Downregulation of Fas activity rescues early onset of diabetes in c-Kit(Wv/+) mice.

c-Kit and its ligand stem cell factor (SCF) are important for ß-cell survival and maturation; meanwhile, interactions between the Fas receptor (Fas) and Fas ligand are capable of triggering ß-cell apoptosis. Disruption of c-Kit signaling leads to severe loss of ß-cell mass and function with upregulation of Fas expression in c-Kit(Wv/+) mouse islets, suggesting that there is a critical balance between c-Kit and Fas activation in ß-cells. In the present study, we investigated the interrelationship between c-Kit and Fas activation that mediates ß-cell survival and function. We generated double mutant, c-Kit(Wv/+);Fas(lpr/lpr) (Wv(-/-)), mice to study the physiological and functional role of Fas with respect to ß-cell function in c-Kit(Wv/+) mice. Isolated islets from these mice and the INS-1 cell line were used. We observed that islets in c-Kit(Wv/+) mice showed a significant increase in ß-cell apoptosis along with upregulated p53 and Fas expression. These results were verified in vitro in INS-1 cells treated with SCF or c-Kit siRNA combined with a p53 inhibitor and Fas siRNA. In vivo, Wv(-/-) mice displayed improved ß-cell function, with significantly enhanced insulin secretion and increased ß-cell mass and proliferation compared with Wv(+/+) mice. This improvement was associated with downregulation of the Fas-mediated caspase-dependent apoptotic pathway and upregulation of the cFlip/NF-κB pathway. These findings demonstrate that a balance between the c-Kit and Fas signaling pathways is critical in the regulation of ß-cell survival and function.

Inhibition of Gsk3ß activity improves ß-cell function in c-KitWv/+ male mice.

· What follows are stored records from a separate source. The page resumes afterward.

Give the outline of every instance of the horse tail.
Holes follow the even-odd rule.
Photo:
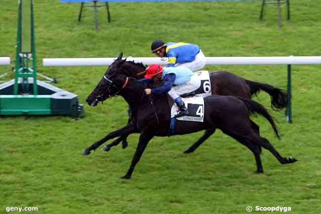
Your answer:
[[[268,93],[271,97],[271,106],[275,111],[280,111],[287,105],[289,97],[283,90],[264,83],[245,80],[250,87],[251,95],[255,95],[263,90]]]
[[[259,114],[264,117],[271,125],[274,133],[279,139],[280,139],[280,135],[279,134],[279,131],[278,128],[274,123],[274,120],[272,116],[269,114],[268,111],[264,108],[264,107],[257,102],[254,100],[245,99],[239,96],[237,97],[239,99],[241,100],[246,106],[247,110],[250,113],[250,114]]]

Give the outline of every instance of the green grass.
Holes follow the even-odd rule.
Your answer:
[[[278,27],[277,10],[267,7],[258,19],[260,1],[110,3],[112,22],[99,12],[99,30],[93,13],[80,4],[34,0],[38,71],[55,76],[55,86],[78,94],[84,104],[106,68],[44,67],[43,58],[154,56],[155,39],[199,44],[208,56],[321,55],[321,5],[291,0],[291,20]],[[2,0],[0,7],[0,56],[14,63],[17,1]],[[207,66],[285,88],[286,66]],[[10,66],[0,68],[0,74]],[[262,136],[283,156],[299,161],[282,166],[266,150],[265,173],[255,175],[247,149],[218,130],[194,153],[182,152],[201,134],[155,137],[136,168],[124,174],[138,135],[109,153],[81,152],[107,133],[125,125],[127,104],[121,97],[96,107],[85,107],[81,119],[68,117],[0,117],[0,213],[7,207],[37,207],[38,212],[61,214],[245,214],[247,206],[291,207],[291,214],[317,214],[321,209],[321,66],[293,66],[293,123],[284,112],[271,111],[279,121],[278,140],[267,121]],[[14,75],[2,78],[12,79]],[[269,108],[264,93],[255,100]],[[12,212],[15,213],[15,212]],[[270,213],[252,211],[254,213]],[[16,212],[15,213],[17,213]]]

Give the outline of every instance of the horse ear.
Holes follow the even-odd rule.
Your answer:
[[[120,52],[120,53],[119,54],[119,56],[118,56],[118,58],[117,59],[118,60],[120,60],[122,58],[122,52]]]

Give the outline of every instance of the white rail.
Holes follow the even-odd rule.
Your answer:
[[[116,58],[44,58],[44,66],[106,66]],[[123,58],[123,59],[124,59]],[[167,63],[167,58],[159,57],[127,57],[146,65]],[[256,57],[208,57],[206,65],[294,65],[321,64],[321,56],[256,56]]]
[[[10,57],[0,57],[0,65],[10,65]]]

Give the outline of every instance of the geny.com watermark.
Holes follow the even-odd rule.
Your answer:
[[[253,208],[250,206],[248,206],[246,207],[246,211],[252,212]],[[290,207],[260,207],[257,206],[254,208],[255,211],[269,211],[271,212],[287,212],[287,211],[291,211]]]
[[[38,211],[38,207],[7,207],[5,208],[5,211],[6,211],[7,213],[8,213],[10,211],[19,211],[19,213],[21,212],[28,212],[28,211]]]

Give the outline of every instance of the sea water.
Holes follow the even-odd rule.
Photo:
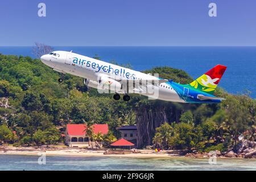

Previous studies have shown that the stem cell marker, c-Kit, is involved in glucose homeostasis. We recently reported that c-Kit(Wv/+) male mice displayed the onset of diabetes at 8 weeks of age; however, the mechanisms by which c-Kit regulates ß-cell proliferation and function are unknown. The purpose of this study is to examine if c-Kit(Wv/+) mutation-induced ß-cell dysfunction is associated with downregulation of the phospho-Akt/Gsk3ß pathway in c-Kit(Wv/+) male mice. Histology and cell signaling were examined in C57BL/6J/Kit(Wv/+) (c-Kit(Wv/+)) and wild-type (c-Kit(+/+)) mice using immunofluorescence and western blotting approaches. The Gsk3ß inhibitor, 1-azakenpaullone (1-AKP), was administered to c-Kit(Wv/+) and c-Kit(+/+) mice for 2 weeks, whereby alterations in glucose metabolism were examined and morphometric analyses were performed. A significant reduction in phosphorylated Akt was observed in the islets of c-Kit(Wv/+) mice (P<0.05) along with a decrease in phosphorylated Gsk3ß (P<0.05), and cyclin D1 protein level (P<0.01) when compared with c-Kit(+/+) mice. However, c-Kit(Wv/+) mice that received 1-AKP treatment demonstrated normal fasting blood glucose with significantly improved glucose tolerance. 1-AKP-treated c-Kit(Wv/+) mice also showed increased ß-catenin, cyclin D1 and Pdx-1 levels in islets, demonstrating that inhibition of Gsk3ß activity led to increased ß-cell proliferation and insulin secretion. These data suggest that c-Kit(Wv/+) male mice had alterations in the Akt/Gsk3ß signaling pathway, which lead to ß-cell dysfunction by decreasing Pdx-1 and cyclin D1 levels. Inhibition of Gsk3ß could prevent the onset of diabetes by improving glucose tolerance and ß-cell function.